Effect of Different Etching Processes on Surface Defects of Quartz Crystals

Abstract

In high-power laser systems, the loading capacity of fused silica components under 351 nm irradiation is an important factor limiting their ability to increase output power, and in the current study, the damage threshold enhancement of fused silica components after RIE and AMP treatments has been investigated. Sub-surface defects in fused silica components after RIE treatment have also been investigated, but the reason for the high damage threshold could never be explained. Since quartz crystals and fused silica belong to the same silica system, and quartz crystals have more characterisation means than fused silica, we can extrapolate to fused silica by studying quartz crystals. We can extrapolate to fused silica by studying quartz crystals, which are characterised by more means than fused silica, and prove that the extrapolation is correct by characterising fused silica. In this study, the relationship between the etching process and the damage threshold is concluded by studying different RIE etching processes, and the damage threshold of the samples is optimal when the etching depth is 1 um.

1. Introduction

In high-energy, high-density laser devices, damage precursors can cause damage to optical elements, which can degrade the optical performance of the entire device [1,2,3]. Therefore, improving the damage threshold of optical elements in devices such as inertial confinement fusion (ICF) holds significant research value in the field of high-energy-density science [4,5]. Currently, the intrinsic threshold of quartz materials can exceed 100 J/cm² for samples exposed to ultraviolet laser light. However, when the optical element is exposed to 351 or 355 ns laser light, the surface of the sample is susceptible to nonlinear effects, which can cause the sample to break or incur other damage [6,7]. The primary reasons for these damages are related to the damage precursors generated during the process and the environmental contamination of the sample cleaning. In large-scale laser devices, damage to the first optical element typically results in damage to the entire element above the beam. Therefore, reducing damage precursors on the surface of optical elements through processing and other means is a critical issue [8,9,10].

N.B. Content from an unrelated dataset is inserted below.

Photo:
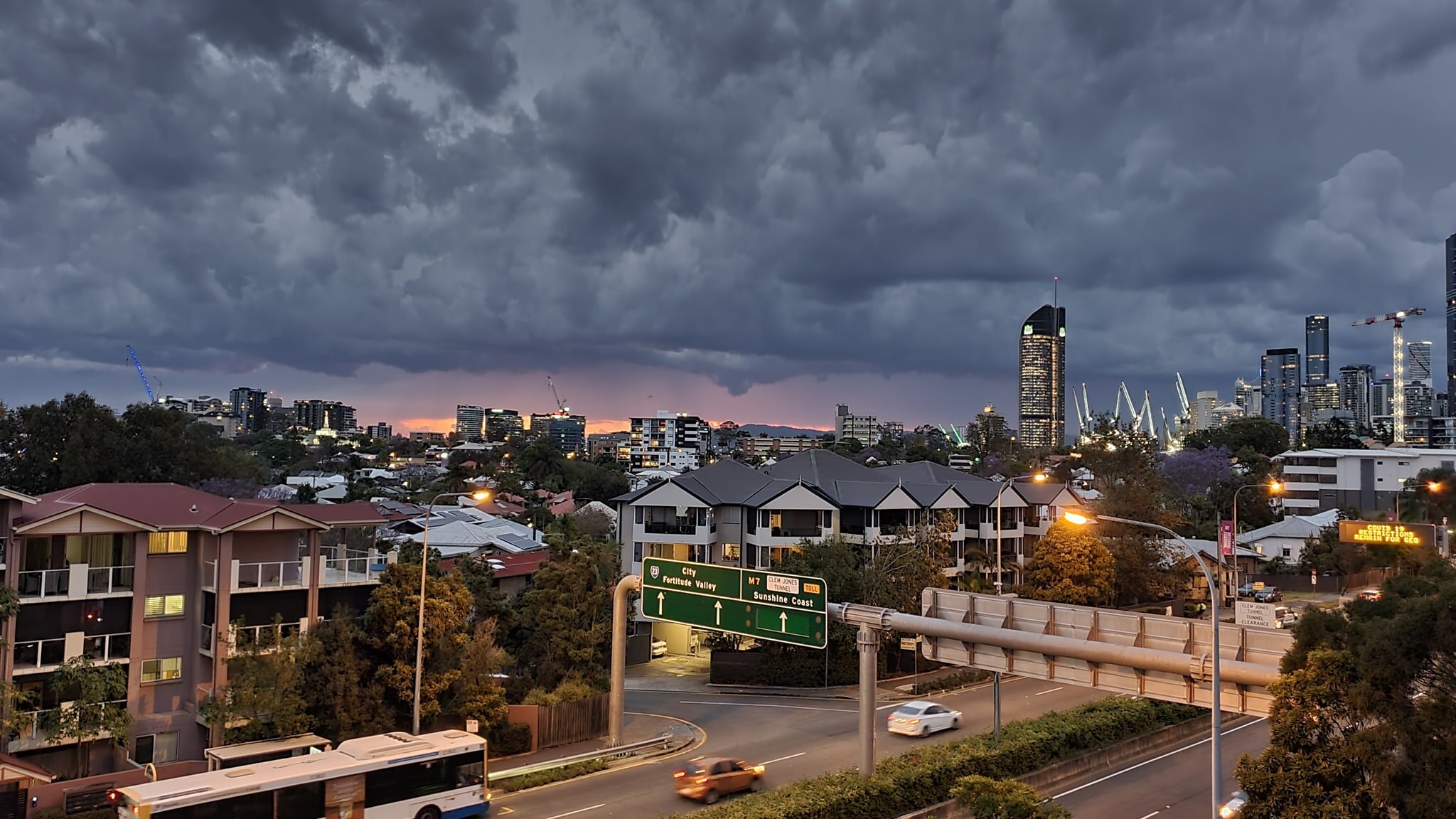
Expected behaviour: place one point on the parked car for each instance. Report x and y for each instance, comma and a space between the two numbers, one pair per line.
1268, 595
922, 719
711, 777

In recent decades, various methods have been developed to eliminate damage precursors [11,12,13]. The primary materials used for processing and polishing optical elements are airbag polishing, chemical-mechanical polishing (CMP), and magnetorheological polishing (MRF) methods [14,15,16,17,18]. However, these methods still leave some defects in the processed optical components. For instance, airbag polishing can result in high surface roughness, while CMP may leave residual Ce elements in the polishing solution. Therefore, subsequent processing is still required to eliminate damage precursors in polished samples. We refer to any surface that has been mechanically or chemically treated so that the surface becomes smooth, flat, free of scratches, oxides and other impurities as a polished surface. The area of a few microns to a few hundred microns below the surface is called the subsurface, and the grains, grain boundaries, voids, etc. of the component are called the interior. Overall, visually, point defects can be caused by varying sizes of abrasive particles during the polishing process or uneven polishing pressures, and usually appear as small pits or bumps on the polished surface. Scratches can be caused by improper grinding, polishing or cleaning during the manufacturing process [19,20]. The commonly used physical processing method is the ion beam etching The commonly used physical processing method is the ion beam etching method, which employs high-energy ions to bombard the surface of the optical element. However, this process can reduce the service life of the optical element [21,22]. The chemical processing method currently used involves etching the sample with HF. However, this method tends to increase the pits on the sample surface during processing, leading to the expansion of defects on the optical element’s surface and a decrease in the damage threshold [23,24]. In our previous experiments, wet etching of single crystal silicon with KOH resulted in the adsorption of reaction products on the optical element’s surface, causing secondary contamination. The AMP method is a method of fused silica subsurface damage precursor treatment using inorganic acid leaching and HF etching. In our previous studies, it was found that the scratches can be passivated by this method, which makes the trend of increasing laser loss threshold become larger and more stable, but it cannot remove the subsurface defect layer [25].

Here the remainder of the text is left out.